Hence, the sample test statistic is –1.13.

Critical value:

Use the Appendix II: Tables, Table 5 (c): Hypothesis Testing, Critical Values $z_0$.

• In the row of level of significance locate the level of significance $\alpha =0.05$.
• Locate the corresponding critical value $z_0$ for a two-tailed test for $\alpha =0.05$.
• The intersecting value of row and columns is $\pm 1.96$.

Hence, the z value is $\pm 1.96$.

(c)

To determine

Find the P-value.

Draw the sampling distribution by showing the area corresponding to the P-value.

Answer to Problem 29P

The P-value is 0.2584.

Explanation of Solution

Calculation:

Step by step procedure to obtain P-value using MINITAB software is given below:

• Choose Graph > Probability Distribution Plot choose View Probability > OK.
• From Distribution, choose ‘Normal’ distribution.
• Click the Shaded Area tab.
• Choose X Value and Both Tails, for the region of the curve to shade.
• Enter the X value as –1.13.
• Click OK.

Output using MINITAB software is given below:

From Minitab output, the P-value is 0.1292 which is one sided value.

The P-value for the two-tailed value is,

$\begin{array}{c}P\text{-value}=2\times 0.1292\\ =0.2584\end{array}$

Hence, the P-value of the sample test statistic is 0.2584.

(d)

To determine

Check whether the null hypothesis is rejecting or fail to reject.

Identify whether the data statistically significant at level 0.05 or not.

Answer to Problem 29P

The null hypothesis is not rejected.

The data is not statistically significant at level 0.05.

Explanation of Solution

Calculation:

From part (c), the P-value is 0.2584.

Rejection rule:

• If the P-value is less than or equal to $\alpha$, then reject the null hypothesis and the test is statistically significant.
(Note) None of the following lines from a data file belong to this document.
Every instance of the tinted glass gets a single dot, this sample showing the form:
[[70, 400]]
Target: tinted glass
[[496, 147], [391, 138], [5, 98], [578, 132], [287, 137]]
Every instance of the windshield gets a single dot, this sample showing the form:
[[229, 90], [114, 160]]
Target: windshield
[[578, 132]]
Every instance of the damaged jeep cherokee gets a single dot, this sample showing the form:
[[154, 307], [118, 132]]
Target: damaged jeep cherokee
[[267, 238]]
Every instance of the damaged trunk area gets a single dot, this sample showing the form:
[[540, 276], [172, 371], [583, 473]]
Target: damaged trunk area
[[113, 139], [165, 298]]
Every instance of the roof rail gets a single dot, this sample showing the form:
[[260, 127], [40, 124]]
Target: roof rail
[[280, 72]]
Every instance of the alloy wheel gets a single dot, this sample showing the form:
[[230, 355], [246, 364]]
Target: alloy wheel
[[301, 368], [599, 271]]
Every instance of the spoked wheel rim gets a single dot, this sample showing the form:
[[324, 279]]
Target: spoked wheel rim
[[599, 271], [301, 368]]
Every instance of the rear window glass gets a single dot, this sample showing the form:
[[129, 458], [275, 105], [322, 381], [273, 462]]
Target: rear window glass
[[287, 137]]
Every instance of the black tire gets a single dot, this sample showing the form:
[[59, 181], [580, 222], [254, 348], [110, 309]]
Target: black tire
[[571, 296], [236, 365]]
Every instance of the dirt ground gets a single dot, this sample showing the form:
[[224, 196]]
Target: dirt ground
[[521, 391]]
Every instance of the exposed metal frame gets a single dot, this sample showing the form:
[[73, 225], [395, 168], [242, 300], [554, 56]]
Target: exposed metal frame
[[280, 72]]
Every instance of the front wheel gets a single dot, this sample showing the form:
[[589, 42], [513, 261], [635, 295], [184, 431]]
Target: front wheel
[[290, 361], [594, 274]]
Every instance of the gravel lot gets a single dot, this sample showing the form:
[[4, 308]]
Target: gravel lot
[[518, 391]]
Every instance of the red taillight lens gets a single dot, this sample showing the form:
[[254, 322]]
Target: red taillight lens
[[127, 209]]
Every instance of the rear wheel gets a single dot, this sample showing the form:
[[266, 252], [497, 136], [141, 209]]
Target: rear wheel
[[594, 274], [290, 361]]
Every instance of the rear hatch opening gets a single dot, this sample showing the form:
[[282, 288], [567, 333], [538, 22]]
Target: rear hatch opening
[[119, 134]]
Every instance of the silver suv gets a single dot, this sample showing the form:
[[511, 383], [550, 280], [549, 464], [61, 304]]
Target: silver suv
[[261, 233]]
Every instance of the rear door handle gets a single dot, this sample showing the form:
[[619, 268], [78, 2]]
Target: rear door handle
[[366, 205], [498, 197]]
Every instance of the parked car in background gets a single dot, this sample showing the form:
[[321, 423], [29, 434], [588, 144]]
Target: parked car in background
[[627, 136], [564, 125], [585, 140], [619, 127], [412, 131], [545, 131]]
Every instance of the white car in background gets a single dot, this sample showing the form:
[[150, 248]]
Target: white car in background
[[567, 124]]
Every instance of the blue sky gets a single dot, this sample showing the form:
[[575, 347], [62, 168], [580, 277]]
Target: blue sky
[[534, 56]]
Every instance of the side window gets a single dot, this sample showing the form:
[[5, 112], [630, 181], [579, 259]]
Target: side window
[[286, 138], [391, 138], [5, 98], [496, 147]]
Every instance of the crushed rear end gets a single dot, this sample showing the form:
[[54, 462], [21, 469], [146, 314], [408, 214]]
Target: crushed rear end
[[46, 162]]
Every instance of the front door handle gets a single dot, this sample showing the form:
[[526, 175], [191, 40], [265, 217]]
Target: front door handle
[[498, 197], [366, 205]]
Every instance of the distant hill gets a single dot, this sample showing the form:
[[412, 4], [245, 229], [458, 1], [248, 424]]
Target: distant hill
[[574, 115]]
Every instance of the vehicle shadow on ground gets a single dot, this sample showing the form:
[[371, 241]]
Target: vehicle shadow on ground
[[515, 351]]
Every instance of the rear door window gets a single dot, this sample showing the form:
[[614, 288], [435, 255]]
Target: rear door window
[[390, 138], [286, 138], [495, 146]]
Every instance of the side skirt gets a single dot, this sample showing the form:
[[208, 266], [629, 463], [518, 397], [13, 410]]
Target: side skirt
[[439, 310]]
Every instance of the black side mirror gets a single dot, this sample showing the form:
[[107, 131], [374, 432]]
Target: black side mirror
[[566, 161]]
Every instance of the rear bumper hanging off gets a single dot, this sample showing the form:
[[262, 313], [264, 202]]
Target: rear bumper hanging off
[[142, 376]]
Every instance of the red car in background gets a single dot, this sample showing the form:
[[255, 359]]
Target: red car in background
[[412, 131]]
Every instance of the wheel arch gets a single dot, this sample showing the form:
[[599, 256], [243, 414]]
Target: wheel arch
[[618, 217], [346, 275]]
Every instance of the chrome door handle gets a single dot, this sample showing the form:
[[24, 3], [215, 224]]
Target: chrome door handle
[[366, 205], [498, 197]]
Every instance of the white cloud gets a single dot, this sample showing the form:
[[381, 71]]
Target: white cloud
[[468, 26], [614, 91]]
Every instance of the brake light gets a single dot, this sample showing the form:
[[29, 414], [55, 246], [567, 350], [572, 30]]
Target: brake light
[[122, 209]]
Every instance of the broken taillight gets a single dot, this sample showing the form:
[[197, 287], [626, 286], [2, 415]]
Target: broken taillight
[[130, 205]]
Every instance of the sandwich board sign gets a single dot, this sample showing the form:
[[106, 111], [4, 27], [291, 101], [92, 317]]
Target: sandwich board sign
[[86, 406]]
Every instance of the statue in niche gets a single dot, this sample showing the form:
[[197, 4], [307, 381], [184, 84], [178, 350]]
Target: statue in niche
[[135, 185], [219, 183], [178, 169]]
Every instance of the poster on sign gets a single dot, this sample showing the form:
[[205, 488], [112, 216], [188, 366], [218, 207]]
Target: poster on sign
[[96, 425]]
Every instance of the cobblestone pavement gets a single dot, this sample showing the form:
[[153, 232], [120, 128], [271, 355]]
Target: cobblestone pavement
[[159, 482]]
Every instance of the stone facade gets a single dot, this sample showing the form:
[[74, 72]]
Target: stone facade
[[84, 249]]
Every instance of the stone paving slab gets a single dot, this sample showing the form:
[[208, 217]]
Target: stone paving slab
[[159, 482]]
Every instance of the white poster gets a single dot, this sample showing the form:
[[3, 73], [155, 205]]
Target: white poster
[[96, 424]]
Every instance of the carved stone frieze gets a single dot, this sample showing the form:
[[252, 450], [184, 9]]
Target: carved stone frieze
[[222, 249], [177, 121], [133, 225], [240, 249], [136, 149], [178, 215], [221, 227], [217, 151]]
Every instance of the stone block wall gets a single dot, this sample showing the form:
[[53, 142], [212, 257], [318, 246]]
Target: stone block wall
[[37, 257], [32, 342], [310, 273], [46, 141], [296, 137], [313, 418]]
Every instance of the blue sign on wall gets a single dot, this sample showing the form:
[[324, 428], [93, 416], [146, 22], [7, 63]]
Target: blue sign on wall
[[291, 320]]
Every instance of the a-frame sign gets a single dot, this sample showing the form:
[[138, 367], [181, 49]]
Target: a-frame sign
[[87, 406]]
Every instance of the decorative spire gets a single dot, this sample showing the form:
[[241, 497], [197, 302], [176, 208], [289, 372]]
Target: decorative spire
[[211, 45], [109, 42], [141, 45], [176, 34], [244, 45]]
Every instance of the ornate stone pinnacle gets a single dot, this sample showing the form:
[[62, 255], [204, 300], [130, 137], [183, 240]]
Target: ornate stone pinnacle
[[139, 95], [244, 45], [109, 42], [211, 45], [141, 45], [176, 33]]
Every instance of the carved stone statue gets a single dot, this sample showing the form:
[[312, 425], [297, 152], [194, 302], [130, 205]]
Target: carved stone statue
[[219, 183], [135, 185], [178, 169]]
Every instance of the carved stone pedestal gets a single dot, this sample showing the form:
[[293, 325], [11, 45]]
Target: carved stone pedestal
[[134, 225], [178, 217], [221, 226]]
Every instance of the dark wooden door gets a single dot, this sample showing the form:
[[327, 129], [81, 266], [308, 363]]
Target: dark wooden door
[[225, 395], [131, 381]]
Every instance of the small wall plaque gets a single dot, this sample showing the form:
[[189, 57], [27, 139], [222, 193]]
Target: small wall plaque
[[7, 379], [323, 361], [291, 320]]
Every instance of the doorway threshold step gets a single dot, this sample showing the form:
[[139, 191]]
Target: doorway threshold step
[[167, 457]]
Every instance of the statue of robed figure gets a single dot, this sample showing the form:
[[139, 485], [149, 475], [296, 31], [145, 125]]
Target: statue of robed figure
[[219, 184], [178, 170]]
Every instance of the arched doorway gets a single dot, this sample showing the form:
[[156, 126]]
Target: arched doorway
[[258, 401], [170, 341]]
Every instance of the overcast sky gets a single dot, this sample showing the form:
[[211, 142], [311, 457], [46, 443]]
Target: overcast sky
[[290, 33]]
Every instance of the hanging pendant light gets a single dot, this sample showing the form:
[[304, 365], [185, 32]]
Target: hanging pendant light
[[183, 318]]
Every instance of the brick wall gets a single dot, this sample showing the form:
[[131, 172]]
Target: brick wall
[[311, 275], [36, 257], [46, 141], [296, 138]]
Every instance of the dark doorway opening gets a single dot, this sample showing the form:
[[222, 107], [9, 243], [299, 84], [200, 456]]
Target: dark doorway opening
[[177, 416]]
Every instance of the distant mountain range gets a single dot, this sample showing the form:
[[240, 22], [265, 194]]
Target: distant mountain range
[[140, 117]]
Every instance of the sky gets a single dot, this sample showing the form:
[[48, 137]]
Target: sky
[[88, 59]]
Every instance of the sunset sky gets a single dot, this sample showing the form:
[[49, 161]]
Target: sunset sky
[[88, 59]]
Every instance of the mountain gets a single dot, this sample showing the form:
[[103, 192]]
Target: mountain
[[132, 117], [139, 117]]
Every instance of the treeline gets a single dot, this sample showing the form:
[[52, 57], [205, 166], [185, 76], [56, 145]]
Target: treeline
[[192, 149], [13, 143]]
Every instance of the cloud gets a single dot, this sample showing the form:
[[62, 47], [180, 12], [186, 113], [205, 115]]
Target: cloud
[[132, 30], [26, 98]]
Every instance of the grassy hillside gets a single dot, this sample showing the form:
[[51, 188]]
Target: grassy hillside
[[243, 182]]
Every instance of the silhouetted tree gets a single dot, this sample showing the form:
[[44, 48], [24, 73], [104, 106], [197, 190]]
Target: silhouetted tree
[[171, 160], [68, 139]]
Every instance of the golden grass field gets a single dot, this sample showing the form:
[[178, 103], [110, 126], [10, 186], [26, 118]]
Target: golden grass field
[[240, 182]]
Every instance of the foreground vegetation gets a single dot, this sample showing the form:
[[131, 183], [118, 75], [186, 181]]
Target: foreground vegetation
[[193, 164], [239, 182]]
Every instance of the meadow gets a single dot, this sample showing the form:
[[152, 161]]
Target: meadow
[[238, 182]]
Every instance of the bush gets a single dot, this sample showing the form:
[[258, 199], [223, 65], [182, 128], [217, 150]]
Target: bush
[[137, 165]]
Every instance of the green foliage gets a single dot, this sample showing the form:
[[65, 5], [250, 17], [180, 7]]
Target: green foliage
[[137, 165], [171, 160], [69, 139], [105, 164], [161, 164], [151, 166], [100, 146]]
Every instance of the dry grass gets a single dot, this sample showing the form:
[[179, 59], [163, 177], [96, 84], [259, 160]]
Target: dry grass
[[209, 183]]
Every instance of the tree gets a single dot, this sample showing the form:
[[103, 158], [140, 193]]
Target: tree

That is, $P\text{-value}\le \alpha$.

Conclusion:

The P-value is 0.2584 and the level of significance is 0.05.

The P-value is greater than the level of significance.

That is, $0.2584\left(=P\text{-value}\right)>0.05\left(=\alpha \right)$.

By the rejection rule, the null hypothesis is not rejected.

Hence, the data is not statistically significant at level 0.05.

(e)

To determine

Interpret the conclusion in the context of the application.

Explanation of Solution

Calculation:

From part (d), the null hypothesis is not rejected. This shows that, there is no sufficient evidence that there is difference between the population proportion of women and the population proportion of men who favor spending more federal tax dollars on the arts at level of significance 0.05.